Le taux proportionnel (et fixe) est de 16 %, auquel s’ajoutent les prélèvements sociaux au taux de 11 %, soit un prélèvement global de 27 % (imposition 2007).
 
• Quand et comment est versé cet impôt ?
 
La déclaration de plus-value est souscrite par le vendeur le jour de la vente. Le notaire l’assiste dans la rédaction de cette déclaration qu’il déposera ensuite à la conservation des hypothèques auprès de laquelle seront accomplies les formalités relatives à la publicité foncière de la mutation de l’immeuble cédé. L’impôt sera alors versé. Le vendeur recevra de son notaire le prix de vente convenu diminué de cet impôt prélevé à la source.
 
• Une SCI, pour quoi faire ?
 
La SCI permet la réunion de plusieurs personnes animées de l’intention de mettre des biens en commun, d’en acquérir, de les exploiter et de s’en partager les fruits.
 
• Que possède-t-elle ?
 
Lors de sa constitution, les associés apportent des fonds ou des biens immobiliers en contrepartie desquels chacun reçoit un certain nomlbre de parts du capital social en fonction de la valeur de ses apports.

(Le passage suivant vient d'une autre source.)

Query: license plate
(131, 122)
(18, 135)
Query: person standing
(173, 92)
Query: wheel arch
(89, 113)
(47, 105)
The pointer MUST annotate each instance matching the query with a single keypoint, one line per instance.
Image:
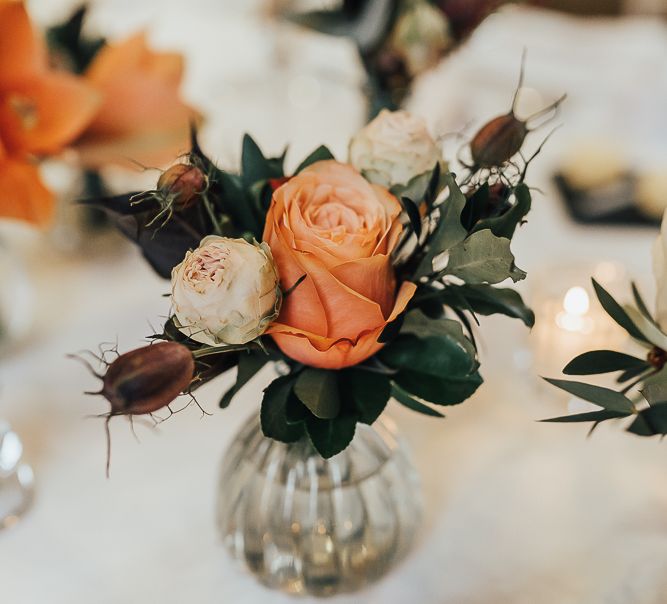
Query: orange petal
(142, 117)
(303, 307)
(348, 313)
(43, 114)
(22, 52)
(22, 194)
(323, 353)
(373, 278)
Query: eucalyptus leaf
(655, 393)
(483, 258)
(630, 374)
(488, 300)
(273, 412)
(449, 231)
(647, 327)
(331, 436)
(603, 361)
(616, 312)
(651, 421)
(603, 397)
(641, 305)
(444, 390)
(437, 369)
(317, 389)
(420, 325)
(505, 225)
(254, 166)
(591, 416)
(410, 402)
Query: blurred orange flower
(41, 111)
(333, 226)
(142, 117)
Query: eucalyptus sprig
(642, 392)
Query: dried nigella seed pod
(500, 139)
(145, 380)
(184, 182)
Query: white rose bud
(226, 291)
(393, 149)
(660, 273)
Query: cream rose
(226, 291)
(394, 148)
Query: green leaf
(476, 204)
(651, 421)
(651, 332)
(655, 393)
(446, 390)
(255, 167)
(438, 369)
(603, 397)
(629, 374)
(331, 436)
(505, 225)
(437, 355)
(273, 412)
(322, 153)
(249, 364)
(236, 202)
(616, 312)
(368, 390)
(591, 416)
(416, 189)
(317, 389)
(641, 305)
(411, 403)
(603, 361)
(488, 300)
(449, 230)
(483, 258)
(413, 214)
(423, 327)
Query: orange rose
(41, 111)
(330, 224)
(142, 117)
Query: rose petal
(327, 353)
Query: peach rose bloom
(333, 226)
(41, 111)
(142, 118)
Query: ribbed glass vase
(310, 526)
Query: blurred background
(517, 511)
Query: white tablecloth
(516, 511)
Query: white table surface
(516, 511)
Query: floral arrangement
(642, 390)
(360, 280)
(398, 40)
(103, 103)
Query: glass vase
(312, 526)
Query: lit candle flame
(576, 305)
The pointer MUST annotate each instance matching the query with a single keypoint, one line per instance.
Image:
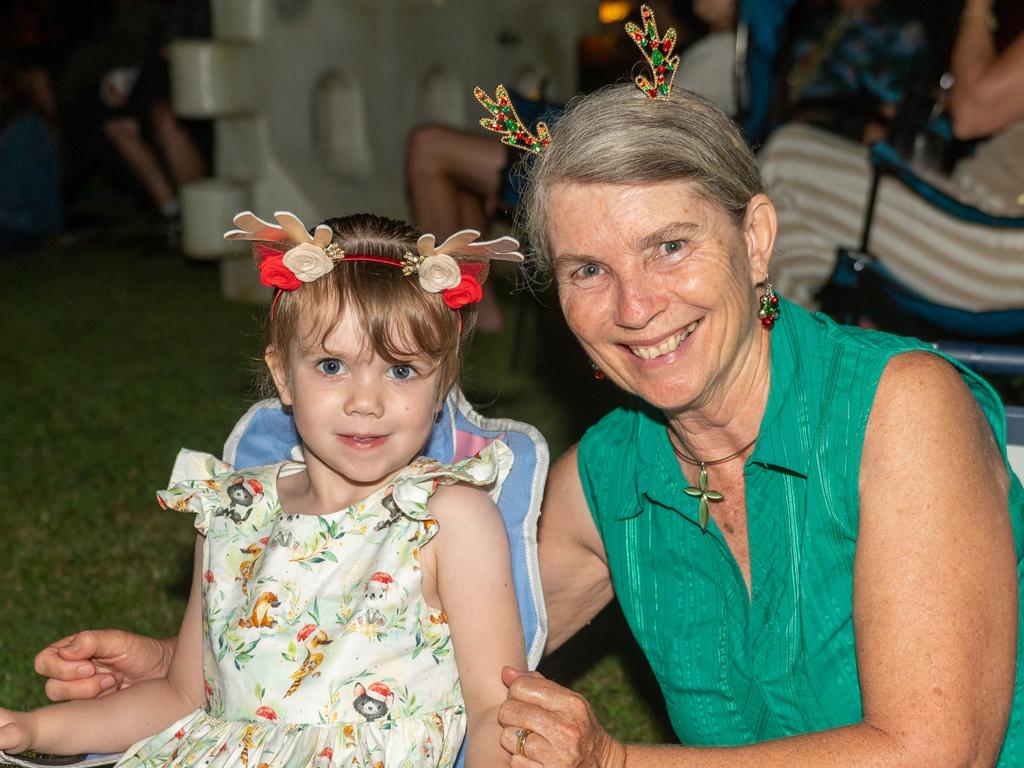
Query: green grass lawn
(115, 355)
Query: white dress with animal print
(318, 647)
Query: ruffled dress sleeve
(197, 485)
(487, 470)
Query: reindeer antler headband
(288, 256)
(656, 50)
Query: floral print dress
(318, 647)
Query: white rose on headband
(308, 261)
(439, 272)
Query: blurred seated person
(819, 182)
(30, 188)
(849, 65)
(135, 104)
(460, 179)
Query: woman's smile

Cette mise en commun de moyens permet la réalisation de projets plus importants qu’une personne seule n’aurait pu réaliser.
La SCI peut donc acquérir en son nom à l’aide de fonds, soit apportés par ses membres, soit empruntés.
 
• Que deviennent ses produits ? Comment sont-ils imposés ?
 
Le revenu net de la société est réparti entre les porteurs de parts.
La SCI étant neutre fiscalement, l'impôt est supporté par chaque associé.
 
• Et la plus-value, qui la doit ?
 
Toujours en raison de cette transparence fiscale, la plus-value réalisée par la SCI en cas de revente de l’un de ses biens immobiliers est répartie entre les associés, toujours en proportion du nombre de parts détenues par chacun. L’impôt est à la charge de l’associé.
 
• Comment est-elle déterminée ?
 
De la même façon que celle réalisée par un particulier.
 
• Les exonérations sont-elles applicables ?
 
De la même façon, à l’exception de celle prévue en faveur des retraités et invalides de condition modeste.
Ainsi, l’associé dont le domicile serait fixé dans les lieux de l’immeuble vendu, bénéficiera de l’exonération d’impôt concernant la résidence principale.